# DIY Dog collection at Airport



## Eamon (Mar 5, 2009)

Hi All, 

Has anyone picked up their pet themselves at Dubai airport? If so, what and where do you go?

I have everything confirmed by Vet on duty at Dubai airport that his paperwork is in order, and I also have his import license from Ministry of Environment & Water...so all systems go.

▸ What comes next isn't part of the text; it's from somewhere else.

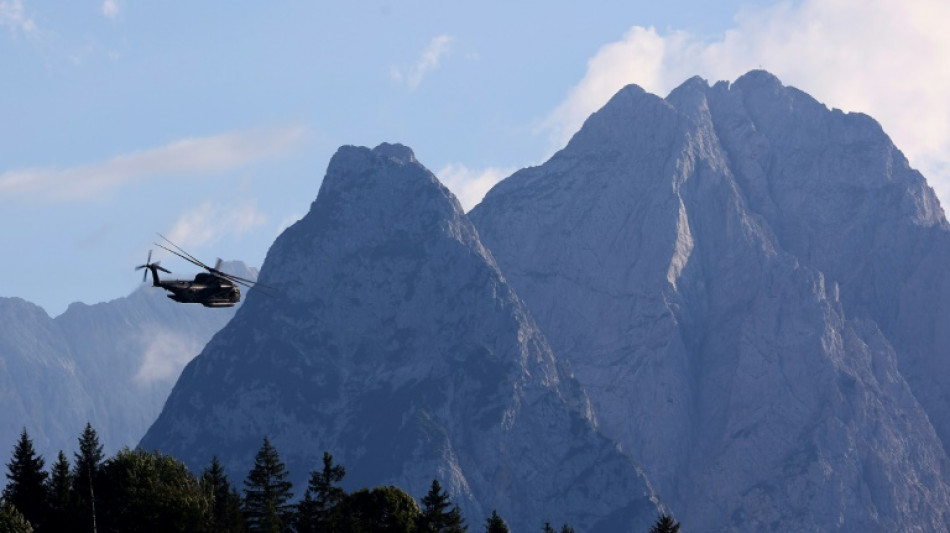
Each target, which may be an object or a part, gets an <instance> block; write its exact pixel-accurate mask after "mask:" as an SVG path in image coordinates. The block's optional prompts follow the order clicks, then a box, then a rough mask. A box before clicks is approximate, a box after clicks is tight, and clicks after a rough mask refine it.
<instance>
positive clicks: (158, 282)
mask: <svg viewBox="0 0 950 533" xmlns="http://www.w3.org/2000/svg"><path fill="white" fill-rule="evenodd" d="M152 286H154V287H161V288H163V289H165V290H166V291H168V292H170V293H171V294H166V296H168V297H169V298H171V299H172V300H175V301H176V302H181V303H195V304H201V305H203V306H205V307H233V306H234V304H236V303H238V302H239V301H241V289H239V288H238V287H237V285H235V284H234V283H231V281H229V280H227V279H225V278H222V277H220V276H215V275H213V274H204V273H201V274H198V275H197V276H195V279H194V281H188V280H178V279H167V280H162V279H158V275H157V274H156V275H155V276H154V277H153V280H152Z"/></svg>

I just want to know, that once we land, where to go and collect, and if it is fairly straightforward. I say "fairly" loosely, as expect to wait around, but just wondering if anyone took this route instead of paying 1,000s to an agent....cheers


----------



## Laowei (Nov 29, 2009)

Eamon said:


> Hi All,
> 
> Has anyone picked up their pet themselves at Dubai airport? If so, what and where do you go?
> 
> ...


This excellent post should help

http://www.expatforum.com/expats/dubai-expat-forum-expats-living-dubai/124174-transport-my-dogs.html


----------



## Eamon (Mar 5, 2009)

Laowei said:


> This excellent post should help
> 
> http://www.expatforum.com/expats/dubai-expat-forum-expats-living-dubai/124174-transport-my-dogs.html


GREAT! Just what the doctor ordered...cheers


----------